There are 4 processes in the system that is P1, P2, P3 and P4 having 4 KB each. Each process is parted/divided into pages of 1 KB each by which one page can be stored in one frame.
Initially, all the frames are empty therefore pages of the processes will get stored in the contiguous way.
We can see in following diagram, frames, pages and the mapping between the two.
Assuming that, P2 and P4 are moved to waiting state after some time. Now, 8 frames become empty and hence other pages can be loaded in that empty place. The process P5 of size 8 KB i.e.-of 8 pages is waiting inside the ready queue.
Having 8 non-contiguous frames available in the memory and paging provides the flexibility of storing the process at the different places, we can load the pages of process P5 in the place of P2 and P4.
Main types of Paging
Demand paging
As the name suggests demand paging occurs when the CPU calls for the pages that are residing in the secondary memory into the primary memory. E.g., a process is in execution by the operating system and this process needs some commands or instructions of the other process hence the CPU will demand those specific frames from the pages into the main memory (RAM) to be loaded for the execution of the first process.
Loader paging
The loader paging assumes that the program will be executed completely. Hence, all the processes are loaded and all the process has pages associated with them that are residing in the secondary memory and have to be loaded into the primary memory hence as all the process are loaded therefore all the pages are loaded into the primary memory too.
Anticipatory paging
This paging loads up all the pages that are likely to be referenced in the near future by any processes that are executing in the CPU. It helps to deduct/reduce the number of page faults that occur to call the pages from the secondary memory into the primary memory and hence facilities in faster execution of the programs.
Advantages of Paging
Paging mainly allows to storage of parts of a single process in a non-contiguous fashion.

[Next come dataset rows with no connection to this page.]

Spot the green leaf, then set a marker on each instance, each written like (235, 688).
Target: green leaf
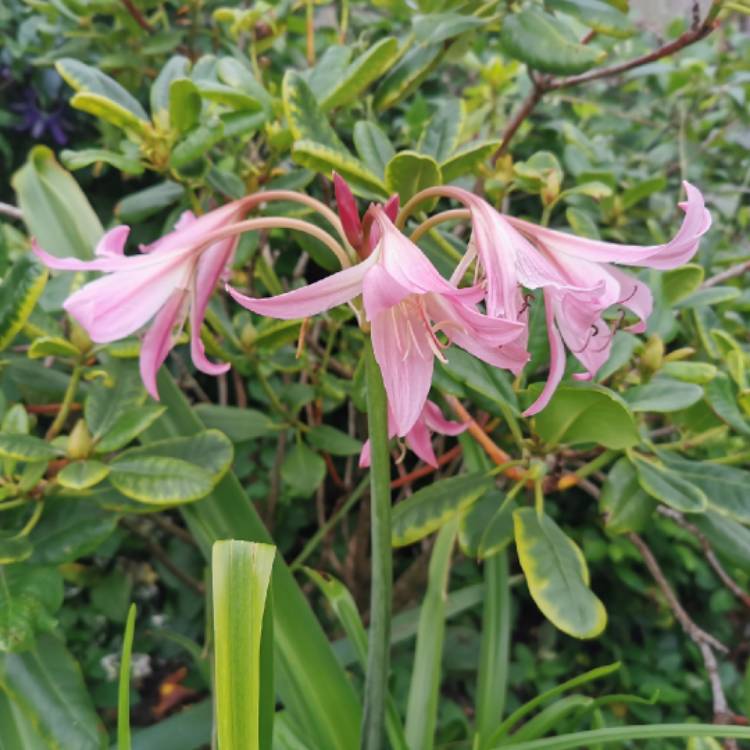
(669, 487)
(19, 293)
(724, 486)
(440, 137)
(587, 414)
(406, 76)
(326, 159)
(424, 689)
(557, 575)
(373, 147)
(431, 507)
(159, 480)
(333, 441)
(663, 395)
(29, 597)
(467, 159)
(55, 209)
(366, 69)
(184, 105)
(409, 172)
(536, 39)
(160, 95)
(80, 475)
(303, 470)
(105, 109)
(145, 203)
(86, 157)
(679, 283)
(70, 529)
(47, 686)
(84, 78)
(306, 119)
(597, 15)
(625, 505)
(27, 448)
(241, 575)
(721, 396)
(127, 426)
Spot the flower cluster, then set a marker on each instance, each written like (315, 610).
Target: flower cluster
(413, 313)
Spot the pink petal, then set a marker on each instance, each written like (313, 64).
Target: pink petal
(435, 421)
(348, 211)
(312, 299)
(159, 340)
(418, 439)
(557, 361)
(680, 249)
(402, 350)
(112, 243)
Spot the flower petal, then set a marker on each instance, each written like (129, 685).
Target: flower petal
(557, 360)
(159, 339)
(312, 299)
(680, 249)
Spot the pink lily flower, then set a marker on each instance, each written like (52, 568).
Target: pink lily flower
(418, 437)
(172, 277)
(407, 302)
(576, 275)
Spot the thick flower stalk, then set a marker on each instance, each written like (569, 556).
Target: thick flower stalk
(576, 275)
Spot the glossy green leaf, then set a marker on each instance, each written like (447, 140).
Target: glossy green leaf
(431, 507)
(557, 575)
(663, 395)
(70, 529)
(587, 414)
(669, 487)
(373, 147)
(47, 685)
(19, 292)
(87, 79)
(55, 209)
(366, 69)
(409, 172)
(625, 505)
(29, 597)
(725, 487)
(80, 475)
(407, 74)
(241, 575)
(537, 39)
(424, 688)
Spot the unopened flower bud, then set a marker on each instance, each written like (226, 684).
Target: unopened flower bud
(79, 441)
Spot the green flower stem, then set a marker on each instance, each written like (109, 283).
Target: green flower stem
(70, 393)
(378, 652)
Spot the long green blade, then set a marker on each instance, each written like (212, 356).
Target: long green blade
(241, 574)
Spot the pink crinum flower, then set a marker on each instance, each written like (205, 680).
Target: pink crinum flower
(173, 276)
(407, 303)
(418, 438)
(576, 276)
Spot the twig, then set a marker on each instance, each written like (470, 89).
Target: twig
(137, 16)
(730, 273)
(7, 210)
(710, 555)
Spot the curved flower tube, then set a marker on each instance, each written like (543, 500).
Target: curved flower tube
(407, 303)
(418, 438)
(575, 273)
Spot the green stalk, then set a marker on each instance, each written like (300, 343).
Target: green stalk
(378, 653)
(494, 649)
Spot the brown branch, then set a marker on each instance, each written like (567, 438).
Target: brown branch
(544, 84)
(137, 16)
(710, 555)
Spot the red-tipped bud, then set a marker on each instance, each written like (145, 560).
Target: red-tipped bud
(348, 211)
(391, 207)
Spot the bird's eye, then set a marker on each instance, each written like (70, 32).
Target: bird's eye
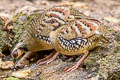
(53, 21)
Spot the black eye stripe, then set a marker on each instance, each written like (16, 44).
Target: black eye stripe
(75, 43)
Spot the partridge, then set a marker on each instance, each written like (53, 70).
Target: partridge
(76, 37)
(37, 38)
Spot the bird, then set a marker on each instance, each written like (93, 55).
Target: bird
(36, 38)
(76, 37)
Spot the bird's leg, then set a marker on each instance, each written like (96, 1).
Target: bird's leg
(74, 67)
(48, 59)
(24, 60)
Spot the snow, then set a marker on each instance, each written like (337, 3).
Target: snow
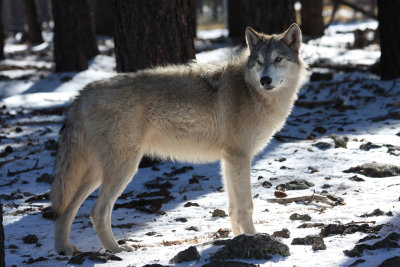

With the help of Paging, the problem of external fragmentation is solved.
Paging is one of the simplest algorithms for memory management.
Disadvantages of Paging
In Paging, sometimes the page table consumes more memory.
Internal fragmentation is caused by this technique.
There is an increase in time taken to fetch the instruction since now two memory accesses are required.
So, this was a brief overview of Paging in operating systems hope you would have taken some insights from it which will be helpful to you!